Note that the height and width of the representation
at each layer throughout the convolutional block
is reduced (compared with the previous layer).
The first convolutional layer uses 2 pixels of padding
to compensate for the reduction in height and width
that would otherwise result from using a $5 \times 5$ kernel.
In contrast, the second convolutional layer forgoes padding,
and thus the height and width are both reduced by 4 pixels.
As we go up the stack of layers,
the number of channels increases layer-over-layer
from 1 in the input to 6 after the first convolutional layer
and 16 after the second convolutional layer.
However, each pooling layer halves the height and width.
Finally, each fully-connected layer reduces dimensionality,
finally emitting an output whose dimension
matches the number of classes.

Training

Now that we have implemented the model,
let us run an experiment to see how LeNet fares on Fashion-MNIST.

#@tab all
batch_size = 256
train_iter, test_iter = d2l.load_data_fashion_mnist(batch_size=batch_size)
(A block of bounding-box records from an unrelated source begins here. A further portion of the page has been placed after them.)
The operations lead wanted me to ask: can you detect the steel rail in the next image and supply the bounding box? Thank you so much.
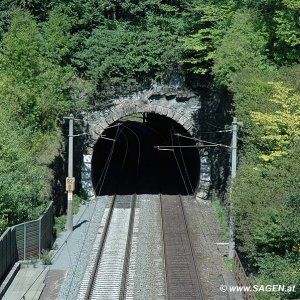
[160,195,205,300]
[84,194,117,300]
[83,194,137,300]
[119,194,136,300]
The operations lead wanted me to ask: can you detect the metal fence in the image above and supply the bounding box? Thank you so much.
[0,202,54,282]
[233,252,256,300]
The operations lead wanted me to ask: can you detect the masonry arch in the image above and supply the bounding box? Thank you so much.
[89,102,200,195]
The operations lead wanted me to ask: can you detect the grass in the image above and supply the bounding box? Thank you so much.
[212,199,230,241]
[54,195,85,237]
[212,199,233,272]
[223,256,233,272]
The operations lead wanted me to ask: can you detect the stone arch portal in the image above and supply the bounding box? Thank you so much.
[82,89,209,196]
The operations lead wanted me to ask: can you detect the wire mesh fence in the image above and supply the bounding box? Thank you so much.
[0,202,54,283]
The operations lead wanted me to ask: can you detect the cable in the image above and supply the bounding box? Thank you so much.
[174,133,231,148]
[123,124,141,175]
[20,192,97,300]
[94,126,120,193]
[121,128,128,169]
[177,132,195,193]
[171,132,189,194]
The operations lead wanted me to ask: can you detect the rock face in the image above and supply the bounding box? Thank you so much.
[82,84,230,199]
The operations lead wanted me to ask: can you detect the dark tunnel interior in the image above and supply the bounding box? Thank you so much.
[92,113,200,195]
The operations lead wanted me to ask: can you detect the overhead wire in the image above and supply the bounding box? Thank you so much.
[67,127,120,297]
[173,131,195,193]
[171,132,189,194]
[20,126,122,300]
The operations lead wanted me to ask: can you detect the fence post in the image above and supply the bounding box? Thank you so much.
[23,223,26,260]
[39,218,42,259]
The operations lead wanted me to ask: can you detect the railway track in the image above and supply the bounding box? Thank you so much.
[77,195,205,300]
[77,195,136,300]
[160,195,204,300]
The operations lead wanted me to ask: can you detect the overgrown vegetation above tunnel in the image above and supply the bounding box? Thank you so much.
[0,0,300,299]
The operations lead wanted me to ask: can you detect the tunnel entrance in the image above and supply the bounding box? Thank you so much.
[92,113,200,195]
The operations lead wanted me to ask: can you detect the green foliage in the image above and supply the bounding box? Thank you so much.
[255,253,300,300]
[212,199,229,240]
[232,143,300,266]
[0,12,73,131]
[239,0,300,65]
[251,82,300,161]
[182,1,234,74]
[0,105,50,232]
[213,11,267,87]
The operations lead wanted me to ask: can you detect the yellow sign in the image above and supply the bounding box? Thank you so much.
[66,177,75,192]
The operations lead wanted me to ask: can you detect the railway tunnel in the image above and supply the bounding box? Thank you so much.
[91,113,200,195]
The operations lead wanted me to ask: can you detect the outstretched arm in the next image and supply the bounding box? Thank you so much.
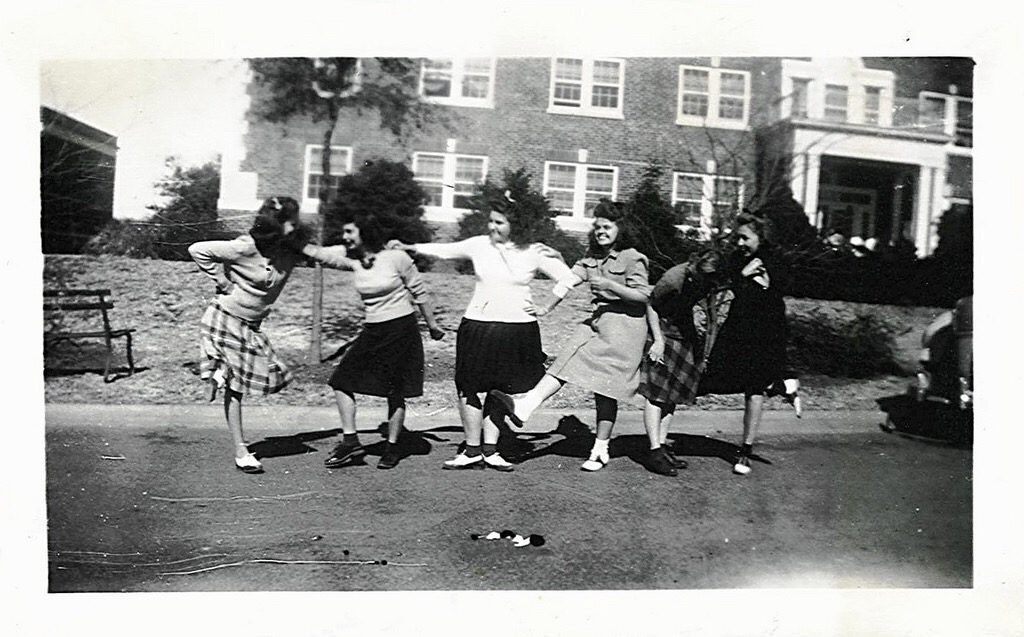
[188,240,245,294]
[387,237,475,259]
[398,253,444,341]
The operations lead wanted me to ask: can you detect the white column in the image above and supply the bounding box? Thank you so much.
[803,153,821,227]
[913,166,936,257]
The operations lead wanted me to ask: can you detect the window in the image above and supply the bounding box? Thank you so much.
[302,144,352,212]
[544,162,618,217]
[672,172,743,227]
[413,153,487,210]
[790,78,811,118]
[918,91,974,148]
[420,57,495,108]
[676,67,751,128]
[956,98,974,148]
[825,84,850,122]
[548,57,625,119]
[864,86,882,124]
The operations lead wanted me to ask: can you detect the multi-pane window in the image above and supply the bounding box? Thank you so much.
[420,57,495,107]
[919,91,974,147]
[864,86,882,124]
[413,153,487,210]
[677,67,751,128]
[790,78,811,118]
[825,84,850,122]
[302,144,352,209]
[544,162,618,217]
[955,98,974,147]
[672,172,743,227]
[548,57,625,118]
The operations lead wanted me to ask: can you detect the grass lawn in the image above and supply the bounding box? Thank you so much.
[43,256,942,411]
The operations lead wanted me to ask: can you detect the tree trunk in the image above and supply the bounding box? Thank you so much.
[309,100,338,365]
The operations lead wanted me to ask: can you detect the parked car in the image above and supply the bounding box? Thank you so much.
[878,297,974,444]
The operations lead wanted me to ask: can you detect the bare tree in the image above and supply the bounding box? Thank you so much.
[247,57,443,363]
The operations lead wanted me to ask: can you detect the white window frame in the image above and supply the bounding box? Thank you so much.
[299,143,352,213]
[672,170,746,235]
[861,84,886,126]
[786,77,814,120]
[419,57,496,109]
[918,91,974,155]
[548,56,626,120]
[413,151,489,218]
[676,65,751,130]
[821,82,853,123]
[544,162,618,224]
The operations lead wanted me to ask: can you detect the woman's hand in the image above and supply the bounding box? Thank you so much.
[217,279,234,294]
[588,275,615,292]
[647,339,665,365]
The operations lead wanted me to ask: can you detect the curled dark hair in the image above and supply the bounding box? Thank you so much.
[249,197,309,258]
[733,210,774,249]
[587,199,637,255]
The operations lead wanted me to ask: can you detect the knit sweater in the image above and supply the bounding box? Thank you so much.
[414,236,577,323]
[188,235,303,322]
[305,246,427,323]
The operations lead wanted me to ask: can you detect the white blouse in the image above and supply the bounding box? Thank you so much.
[414,236,579,323]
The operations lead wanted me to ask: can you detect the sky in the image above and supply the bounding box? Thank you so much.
[39,59,248,218]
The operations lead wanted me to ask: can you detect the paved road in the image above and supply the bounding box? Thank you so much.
[46,405,973,592]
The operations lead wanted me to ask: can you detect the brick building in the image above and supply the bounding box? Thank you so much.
[220,57,971,254]
[40,107,118,254]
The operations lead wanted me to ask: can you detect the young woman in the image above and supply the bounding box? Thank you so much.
[697,212,800,475]
[188,197,308,473]
[490,202,655,473]
[392,193,572,471]
[303,216,444,469]
[638,249,731,475]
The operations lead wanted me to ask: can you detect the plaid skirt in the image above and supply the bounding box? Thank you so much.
[637,335,703,405]
[199,302,292,394]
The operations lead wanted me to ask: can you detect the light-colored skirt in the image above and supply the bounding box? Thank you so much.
[548,311,647,400]
[199,302,292,394]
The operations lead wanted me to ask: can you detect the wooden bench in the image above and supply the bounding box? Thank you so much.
[43,290,135,383]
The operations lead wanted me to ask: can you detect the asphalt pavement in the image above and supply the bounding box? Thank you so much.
[46,404,973,592]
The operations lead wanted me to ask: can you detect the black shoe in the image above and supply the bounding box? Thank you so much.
[662,444,689,469]
[487,389,522,427]
[644,447,679,476]
[377,444,401,469]
[324,440,367,469]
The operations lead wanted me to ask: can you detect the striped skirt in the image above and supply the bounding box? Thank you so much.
[199,302,292,395]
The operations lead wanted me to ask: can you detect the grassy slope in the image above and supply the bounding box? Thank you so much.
[44,256,941,411]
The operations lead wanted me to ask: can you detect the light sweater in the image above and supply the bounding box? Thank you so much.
[414,236,577,323]
[305,246,427,323]
[188,235,303,322]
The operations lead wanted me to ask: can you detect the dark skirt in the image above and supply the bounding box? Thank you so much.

While CNNs have fewer parameters,
they can still be more expensive to compute
than similarly deep MLPs
because each parameter participates in many more
multiplications.
If you have access to a GPU, this might be a good time
to put it into action to speed up training.

:begin_tab:mxnet, pytorch
For evaluation, we need to make a slight modification
to the evaluate_accuracy function that we described
in :numref:sec_softmax_scratch.
Since the full dataset is in the main memory,
we need to copy it to the GPU memory before the model uses GPU to compute with the dataset.
:end_tab:

def evaluate_accuracy_gpu(net, data_iter, device=None):  #@save
    """Compute the accuracy for a model on a dataset using a GPU."""
    if not device:  # Query the first device where the first parameter is on
        device = list(net.collect_params().values())[0].list_ctx()[0]
    # No. of correct predictions, no. of predictions
    metric = d2l.Accumulator(2)
    for X, y in data_iter:
        X, y = X.as_in_ctx(device), y.as_in_ctx(device)
        metric.add(d2l.accuracy(net(X), y), d2l.size(y))
    return metric[0] / metric[1]

#@tab pytorch
def evaluate_accuracy_gpu(net, data_iter, device=None): #@save
    """Compute the accuracy for a model on a dataset using a GPU."""
    net.eval()  # Set the model to evaluation mode
    if not device:
        device = next(iter(net.parameters())).device
    # No. of correct predictions, no. of predictions
    metric = d2l.Accumulator(2)
    for X, y in data_iter:
        X, y = X.to(device), y.to(device)
        metric.add(d2l.accuracy(net(X), y), d2l.size(y))
    return metric[0] / metric[1]

We also need to update our training function to deal with GPUs.
Unlike the train_epoch_ch3 defined in :numref:sec_softmax_scratch,
we now need to move each minibatch of data
to our designated device (hopefully, the GPU)
prior to making the forward and backward propagations.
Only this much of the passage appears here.